Every time a new rant is posted, you’ll receive an e-mail notice. You can just read the post, or respond by offering your own advice or comments. As the website says:… “you can tell us and others how you would set the guy straight and make him more human.”
The site also has resource page with links to other sites that offer relationship advice.
Next up: The Remade Woman, a site specifically aimed at men to vent about their relationships with women.

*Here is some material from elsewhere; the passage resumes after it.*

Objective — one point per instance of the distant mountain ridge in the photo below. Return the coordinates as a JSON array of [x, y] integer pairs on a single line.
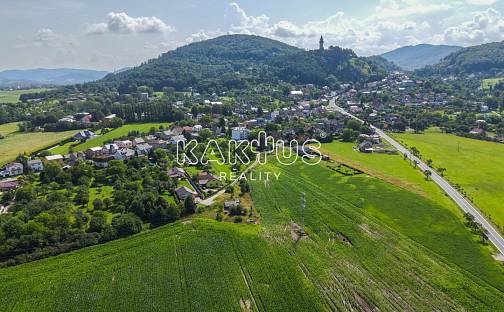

“Once we’re done, we hope to put together a book designed to help men and women improve their relationships,” Kolotkin said.
The student research team has begun to put up posters around the F-M area to promote the site. And they’ve received a small grant to publicize The Remade Man across the country and beyond.
“The idea is to get as many responses as possible,” Kolotkin said. “And maybe if we get widely distributed, we’ll find some geographic influences.”
The project is a spin-off of Kolotkin’s upcoming book, “The Insightful Marriage,” a self-help manual based on solid psychological principles and his 30 years of experience as a professor and psychologist in private practice.
VINZ TO GIVE HIS FAREWELL
READING APRIL 26 FROM NEW
‘NORTH OF NORTH’ CHAPBOOK
MSUM English professor Mark Vinz will end his 40-year career here this spring.
In honor of his lifework as a poet, editor, teacher and mentor, the university is publishing a special limited edition chapbook of his poetry entitled “North of North. ” All proceeds go to the MSUM Foundation to establish a scholarship fund in his name for student writers.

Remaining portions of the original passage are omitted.